Although the Ford Escort was a hot property overseas since the 1960s, it was not offered in the United States until the 1981 model year. At that point, it started selling like hotcakes. Then, in 1982, Ford created a sporty spin-off from the Escort. It was called the Ford EXP.
The beginning of the Ford EXP
Keep in mind that automotive manufacturers had recently come out of the oil embargo era. So, economical small, front-wheel drive, cars were the in thing with consumers. Unsurprisingly, Ford tried to create a sporty and economical two-seater off a platform they already had in order to maximize their project costs. To that end, Ford created the EXP. It shared the floorpan and drivetrain with the Escort but lost two seats, and was lower to the ground.
The exterior of the EXP
The exterior of the EXP is where the big difference between the cars was. Ford got rid of the stand-up grille of the Escort and instead created a wedge-shaped hood that was flanked by light pods that integrated with the fenders. Two small slots on the bumper became the cooling vents for the engine. The two-seater also had a shorter an angular C-pillar behind the driver’s seat, giving it a notchback look. It became affectionately known a the frog face car.

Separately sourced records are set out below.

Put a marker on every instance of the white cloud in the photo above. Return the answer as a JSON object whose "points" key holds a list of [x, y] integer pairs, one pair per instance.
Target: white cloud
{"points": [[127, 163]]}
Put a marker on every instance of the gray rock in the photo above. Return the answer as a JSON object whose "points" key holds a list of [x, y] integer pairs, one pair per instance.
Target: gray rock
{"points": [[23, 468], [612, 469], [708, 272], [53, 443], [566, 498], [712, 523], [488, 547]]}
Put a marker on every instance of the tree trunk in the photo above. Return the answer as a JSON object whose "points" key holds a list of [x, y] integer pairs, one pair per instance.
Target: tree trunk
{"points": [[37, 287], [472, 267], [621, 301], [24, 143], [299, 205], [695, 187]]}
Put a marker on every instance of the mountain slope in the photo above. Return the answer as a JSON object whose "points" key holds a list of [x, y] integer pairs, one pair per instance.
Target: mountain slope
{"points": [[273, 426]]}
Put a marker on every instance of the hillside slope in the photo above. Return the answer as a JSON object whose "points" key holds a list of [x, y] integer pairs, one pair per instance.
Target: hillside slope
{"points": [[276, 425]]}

The oil embargo and environmental restrictions
Remember the oil-embargo I mentioned earlier? Well, on the heels of the oil embargo, the government also enacted environmental restrictions. Horsepower ratings across the auto industry took a hit as a result. Between the oil restrictions and the horsepower hit, the Ford EXP engineering team was able to put together a 1.6-liter, four-cylinder engine that put out 70-80 horses, which was not exciting, but not bad for the time. Autotrader reports that the zero-to-sixty time for the car was 12.4 seconds. EPA numbers of the day put the car at 44 miles per gallon. A turbo engine was made available later. It brought the zero-to-sixty time down to 9 seconds and raised horsepower to 120.
The original EXP model ran from 1982 to 1985. An update for the 1985 model year, in line with the redesigned Escort, gave engineers an opportunity to have a do-over. So, they came up with a new EXP. But, when the new car launched, it more closely resembled the Escort. So, it was renamed the Ford Escort EXP. It did, however, have a model-specific bumper with an integrated air dam, grille, and B pillar cover.
In the mid to late 1980s competition for the small coupe market was increasing. The Honda CRX, Pontiac Fiero, and Toyota MR2 were all now on the scene. Although there were engine and horsepower tweaks along the way for the Escort EXP, the competition had more power. So, the Escort EXP was pretty much the old guard at that point. However, it would soldier on until ultimately meeting its demise in 1988.
Today, the EXP, and younger Escort EXP are rare sights on the road or even at car shows. They are considered a classic by many state motor vehicle departments because of their age. But, even still, there just is no love for this piece of Ford history. At the time of the writing, there is only one listed on Autotrader, and one on Ebay Motors.